Op de 4 domeinen waar Staedion direct voor verantwoordelijk is, volgen nog verdiepende visies waaronder die voor het domein Participatie en Sociale cohesie. Deze worden onderdeel van de wijkvisies en buurtplannen die eind 2023 gereed moeten zijn. In de andere 4 domeinen, Onderwijs, Werk en inkomen, Gezondheid en hulpverlening, en Voorzieningen, werkt Staedion nauw samen met gemeente, onderwijs en gezondheids- en welzijnsorganisaties. Osté: ‘Zo zijn wij als organisatie bijvoorbeeld een Leerwerkplek voor jongeren uit Den Haag.’

Kijk ook eens bij

Ongelijk investeren

‘In de scan zien we wijken die oranje en rood gekleurd zijn. Wijken waar de leefbaarheid onder druk staat. Onze ambitie is dat in 2040 in wijken met veel woningbezit de leefbaarheid substantieel verbeterd is.’ Maar wat is substantieel? ‘Ja, dat is op sommige vlakken soms moeilijk hard te maken’, antwoordt Osté. ‘Maar de oranje- en roodgekleurde wijken, moeten in ieder geval minimaal één tint verbeterd zijn. Dat betekent dat er ongelijk geïnvesteerd moet worden, omdat sommige wijken nu eenmaal meer aandacht, tijd en geld nodig hebben dan andere wijken. Niet gebruikelijk, maar dat kunnen we nu goed onderbouwd verdedigen.’

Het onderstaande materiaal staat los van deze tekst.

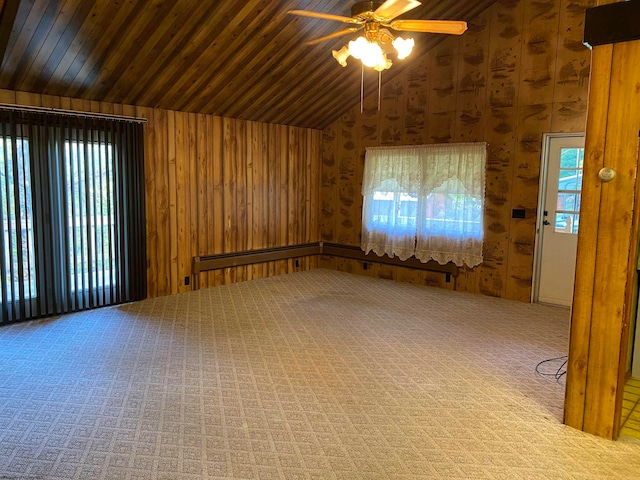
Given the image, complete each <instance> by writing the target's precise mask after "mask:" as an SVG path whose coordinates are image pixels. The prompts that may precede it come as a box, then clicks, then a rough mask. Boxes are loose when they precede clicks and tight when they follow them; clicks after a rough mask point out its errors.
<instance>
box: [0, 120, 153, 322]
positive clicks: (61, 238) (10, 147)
mask: <svg viewBox="0 0 640 480" xmlns="http://www.w3.org/2000/svg"><path fill="white" fill-rule="evenodd" d="M142 129H143V127H142V125H141V124H139V123H136V122H132V121H124V120H117V119H110V118H91V117H75V116H68V115H61V114H56V113H50V112H27V111H15V110H5V109H0V197H1V199H2V204H1V205H0V224H1V225H2V233H1V234H0V272H1V292H0V294H1V298H0V301H1V302H2V318H1V319H0V323H9V322H14V321H18V320H27V319H31V318H38V317H43V316H48V315H57V314H61V313H68V312H75V311H80V310H85V309H89V308H95V307H100V306H105V305H112V304H118V303H123V302H129V301H134V300H139V299H142V298H145V296H146V260H145V259H146V241H145V214H144V151H143V132H142Z"/></svg>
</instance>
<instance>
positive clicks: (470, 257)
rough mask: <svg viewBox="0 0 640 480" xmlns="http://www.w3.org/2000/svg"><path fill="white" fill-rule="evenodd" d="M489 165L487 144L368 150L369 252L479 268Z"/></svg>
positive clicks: (365, 227)
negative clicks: (374, 252) (486, 179)
mask: <svg viewBox="0 0 640 480" xmlns="http://www.w3.org/2000/svg"><path fill="white" fill-rule="evenodd" d="M485 162H486V144H485V143H465V144H444V145H421V146H409V147H374V148H368V149H367V151H366V156H365V173H364V179H363V185H362V195H363V197H364V199H363V226H362V249H363V250H364V251H365V252H367V253H368V252H370V251H374V252H375V253H376V254H378V255H384V254H385V253H386V254H388V255H389V256H394V255H395V256H398V257H399V258H400V259H402V260H406V259H407V258H409V257H410V256H416V257H417V258H418V259H420V260H421V261H423V262H427V261H429V260H431V259H433V260H436V261H438V262H439V263H441V264H444V263H447V262H454V263H455V264H456V265H458V266H462V265H463V264H466V265H468V266H470V267H473V266H475V265H478V264H480V263H481V262H482V243H483V237H484V227H483V208H484V207H483V204H484V185H485Z"/></svg>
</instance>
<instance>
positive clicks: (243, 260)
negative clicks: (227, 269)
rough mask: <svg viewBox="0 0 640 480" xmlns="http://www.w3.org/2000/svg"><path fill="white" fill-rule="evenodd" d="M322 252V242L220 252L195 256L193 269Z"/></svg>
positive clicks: (204, 269)
mask: <svg viewBox="0 0 640 480" xmlns="http://www.w3.org/2000/svg"><path fill="white" fill-rule="evenodd" d="M321 253H322V245H321V242H314V243H307V244H303V245H288V246H285V247H274V248H262V249H258V250H247V251H244V252H235V253H220V254H215V255H205V256H202V257H193V262H192V268H191V271H192V272H193V273H194V274H199V273H202V272H207V271H209V270H217V269H220V268H230V267H239V266H243V265H252V264H255V263H264V262H277V261H279V260H288V259H290V258H296V257H307V256H310V255H320V254H321Z"/></svg>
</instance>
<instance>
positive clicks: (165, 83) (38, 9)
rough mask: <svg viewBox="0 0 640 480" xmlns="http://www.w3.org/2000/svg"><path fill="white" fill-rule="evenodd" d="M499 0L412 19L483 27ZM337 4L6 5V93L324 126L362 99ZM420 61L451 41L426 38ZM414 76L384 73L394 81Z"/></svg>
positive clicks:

Alle ruim 160 leefbaarheidsprojecten binnen Staedion zijn getoetst langs de meetlat doeltreffendheid & kwaliteit: gaan we volle kracht vooruit met deze interventie/dit project, moeten we wat aanscherpen, gaan we wel of niet door of stoppen we er mee? Deze eerste toets laat meteen goed zien waarop de projecten zijn gericht en of die inzet ook in lijn is met de domeinen uit de leefbaarheidsstrategie. Denk daarbij aan gezamenlijke moestuinprojecten, muurschilderingen, herinrichting van binnentuinen met bewoners en de participatiekeuken (koken, eten met en voor bewoners uit de wijk).

Tot slot

Van der Rijst en Osté willen nog een laatste advies meegeven aan corporaties. Probeer meerjarige samenwerkingen aan te gaan en te komen tot structurelere vormen van aanbesteding en financiering samen met de gemeente of andere stakeholders in de wijk. Alleen dan kan je pas zien of de aanpak resultaat oplevert. Samenwerken met andere organisaties kost nu eenmaal tijd en een jaar is zo voorbij. Daarbij eindigt Van Rijst nog met een oproep aan gemeenten: ‘De zorg en ondersteuning staat enorm onder druk. Dit heeft invloed op de leefbaarheid van onze wijken en buurten. Des te belangrijker dat organisaties in de wijk goed met elkaar optrekken onder de juiste randvoorwaarden.’